In a few seconds the ‘phone on the other end rattled around again, and I heard Detective Sergeant Lucius speaking, though not into it. “No, Mama, Stevie isn’t a doctor,” he just—please, Mama, go!” There were some unidentifiable protests from the woman, then Lucius again: “Mama! Go!” He took a deep breath and spoke into the phone. “Stevie?”
“Right here.”
“I’m sorry about that. She still doesn’t really understand this thing, and I don’t know that she ever will. What’s going on?”
” I got some news, and I think it’ll save you and Detective Sergeant Marcus some work. Can you collect him and get over here?”
“I can come,” Lucius answered. “I’ve been doing the chemical analysis of the sample I took from the tip of that stick, but I just finished. It is strychnine, by the way. But Marcus is poking around down at headquarters, then going on to the Doctor’s Institute. Why?”

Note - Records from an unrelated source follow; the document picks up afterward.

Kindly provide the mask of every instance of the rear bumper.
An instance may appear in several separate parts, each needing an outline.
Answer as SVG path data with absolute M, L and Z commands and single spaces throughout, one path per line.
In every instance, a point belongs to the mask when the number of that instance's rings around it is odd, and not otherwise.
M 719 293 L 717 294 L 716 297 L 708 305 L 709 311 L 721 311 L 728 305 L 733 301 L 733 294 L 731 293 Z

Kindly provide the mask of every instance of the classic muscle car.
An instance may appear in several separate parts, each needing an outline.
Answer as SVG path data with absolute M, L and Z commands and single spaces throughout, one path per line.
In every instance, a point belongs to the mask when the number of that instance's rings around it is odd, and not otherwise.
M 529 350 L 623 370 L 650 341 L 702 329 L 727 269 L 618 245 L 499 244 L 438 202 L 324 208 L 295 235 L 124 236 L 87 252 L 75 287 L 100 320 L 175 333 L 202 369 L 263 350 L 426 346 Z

“I think you’d better tell him to come up,” I said. “What I’ve found, it—I think it’s important.”
“Where’s the Doctor?”
“Him and Cyrus went to the museum already. They shouldn’t be too long, though. Can you make it?”
“I’ll get a cab now, and try to intercept Marcus at the Institute.” He yelled away from the telephone again: “No, Mama, that’s the chemicals you’re smelling, there’s nothing to clean—” His voice came back to me. “I’ve got to go before my mother sets herself on fire. See you in half an hour.” The line clicked, and I hung the receiver up.